Thinking Aloud...Yaw Boadu-Ayeboafoh Writes
“Learn from yesterday, live for today, hope for tomorrow. The important thing is not to stop questioning. Albert Einstein.
Many are those who have openly congratulated President John Dramani Mahama. As a roommate, I have not been able to do that because of the dent on the results, since I am not in a position to confirm or deny the claim by the New Patriotic Party.
But as students of Commonwealth Hall, we shall always defend the motto of the hall, “Truth Stands”, meaning that at the appropriate time, I will make a personal congratulation to my roommate for making me proud from our humble beginnings to the present.
Whenever I say that John Dramani was my roommate, I take pride and I know that he has equally on a number of occasions publicly made me proud by acknowledging that he was my roommate.
However, despite the fact that I duly informed him of the death of my father, he neither attended the funeral nor made a donation. I am waiting for his donation as we observe the first anniversary of my father’s demise next Tuesday, December 25 at Kyirikrom near Boamang in the Afigya-Kwabre District.
But when I decided to write, it was not about myself. I wanted to draw the attention of President Mahama to certain impunities that are allowed to pass in the name of partisan politics, not that partisanship in itself is evil, but then when the membership of a political party takes precedence over law and order, that is not in the interest of good governance and democracy.
In 2009, a number of innocent lives were lost at Agbogbloshie in Accra, merely because of political party interest. To date, nothing has been done to ensure justice.

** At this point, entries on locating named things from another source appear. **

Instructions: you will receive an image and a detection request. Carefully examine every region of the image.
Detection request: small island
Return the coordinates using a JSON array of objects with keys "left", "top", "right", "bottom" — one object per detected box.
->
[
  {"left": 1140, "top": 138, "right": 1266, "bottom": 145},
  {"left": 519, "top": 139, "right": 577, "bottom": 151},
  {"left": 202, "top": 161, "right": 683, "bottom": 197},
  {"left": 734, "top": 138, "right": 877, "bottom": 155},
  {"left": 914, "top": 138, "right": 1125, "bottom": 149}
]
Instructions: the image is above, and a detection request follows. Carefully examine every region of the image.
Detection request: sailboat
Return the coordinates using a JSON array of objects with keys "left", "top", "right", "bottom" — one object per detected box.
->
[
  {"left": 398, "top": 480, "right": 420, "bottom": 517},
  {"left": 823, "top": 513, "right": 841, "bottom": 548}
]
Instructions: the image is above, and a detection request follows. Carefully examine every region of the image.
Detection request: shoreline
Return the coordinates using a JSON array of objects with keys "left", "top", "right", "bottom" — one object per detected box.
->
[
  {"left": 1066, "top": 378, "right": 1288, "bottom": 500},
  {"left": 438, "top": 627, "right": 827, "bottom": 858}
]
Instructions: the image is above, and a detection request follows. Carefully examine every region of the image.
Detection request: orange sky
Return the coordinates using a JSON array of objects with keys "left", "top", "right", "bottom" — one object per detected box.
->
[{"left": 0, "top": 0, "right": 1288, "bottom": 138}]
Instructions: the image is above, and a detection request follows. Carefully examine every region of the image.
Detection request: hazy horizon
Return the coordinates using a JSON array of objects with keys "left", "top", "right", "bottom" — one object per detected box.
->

In the wake of the declaration of the 2012 general election results and the demonstration of joy or protest, depending on whether you belong to the National Democratic Congress or NPP, some acts of impunity and lawlessness have happened. In all these, the police have not come to grips with the developments.
There have been accusations and counter-accusations, as to the number of people who have been stabbed, wounded or brutalised. There is the need for the police to deal firmly and decisively with the deviants who are carrying out these acts of bestialism, but they do not need to be ruthless.
To strengthen the hands of the security personnel in dealing decisively with all acts of lawlessness and impunity, there must be openness. If they do not act to stop the impunity from NDC supporters, it renders them vulnerable in dealing with deviants from the NPP. The cumulative effect of such a development is the breakdown of law and order.
That is why those arrested for their role in attempting to burn election material in the Ablekuma North constituency must be tried for the law to prevail, for as Albert Einstein notes, “nothing is more destructive of respect for the government and the law of the land than passing laws which cannot be enforced.”
It is the primary responsibility of our President to empower the police to deal fairly and firmly with all, but that could be undermined if the Attorney-General becomes selective in the application of the law. One clear example that comes to mind is the recent convictions of persons who engaged in double registration. It appears they are summarily tried. But in our current Parliament and the next is an honourable member who escaped conviction for double registration solely because his party won Executive Power in 2009.
That does not give meaning and function to constitutionalism, due process, the rule of law, democracy and good governance.
In 2009, a group of suspected criminals was arrested in Gushiegu. The group, numbering about four, has since been in prison custody without any charge proffered against them. That is an aberration to democracy and the rule of law and something has to be done to have them lawfully charged or freed.
Again, all those who played roles in the last election and are established to have changed or falsified votes, have to be prosecuted since their acts were against the law and the will of the people.
Whilst it is true that the police cannot be everywhere, anytime they have brought their expertise to bear on issues, they have made breakthroughs, including the arrest of armed robbers and murder suspects.
So, when young men in broad daylight brazenly wielding destructive weapons go on the rampage in Accra and no arrests are made, that does not speak well of the police. So also is it not good news when political opponents are attacked at a demonstration ground, where police personnel are on duty.
It would be more productive, if the police worked to avoid impunity, including baseless attacks on innocent citizens than place awards on those who could help track bestials and deviants after they had wreaked havoc and disturbed the public peace.
One good thing is the setting up of a Transition Team in line with the Presidential Transition Law. We have to give dignity to democratic change over of government, whether to leadership of the governing party or an opposition party. Things must not be done as if there is no law and order.
More importantly, we should not begin 2013 with party footsoldiers unilaterally and wantonly seizing state assets as if whatever belongs to the state belongs to the government and the party in power. Situations as happened in Tamale with Metro Mass Transit, Ashaiman with public places of convenience and lorry parks and Atimpoku with road toll collections in 2009 must be nibbed in the bud, never to be allowed to resurrect in 2013.
Beyond all these, if the challenge against the election results is finally determined and resolved, we have to ensure that no one who has a role to play in the executive of any political party is simultaneously appointed to any public office. The state should never subsidise political party officers.
We have an obligation to defend constitutionalism, the rule of law, democracy and good governance. Therefore, no individuals or groups must be allowed to resort to impunity in their bid to exercise any fundamental right, whether of expression, movement or association.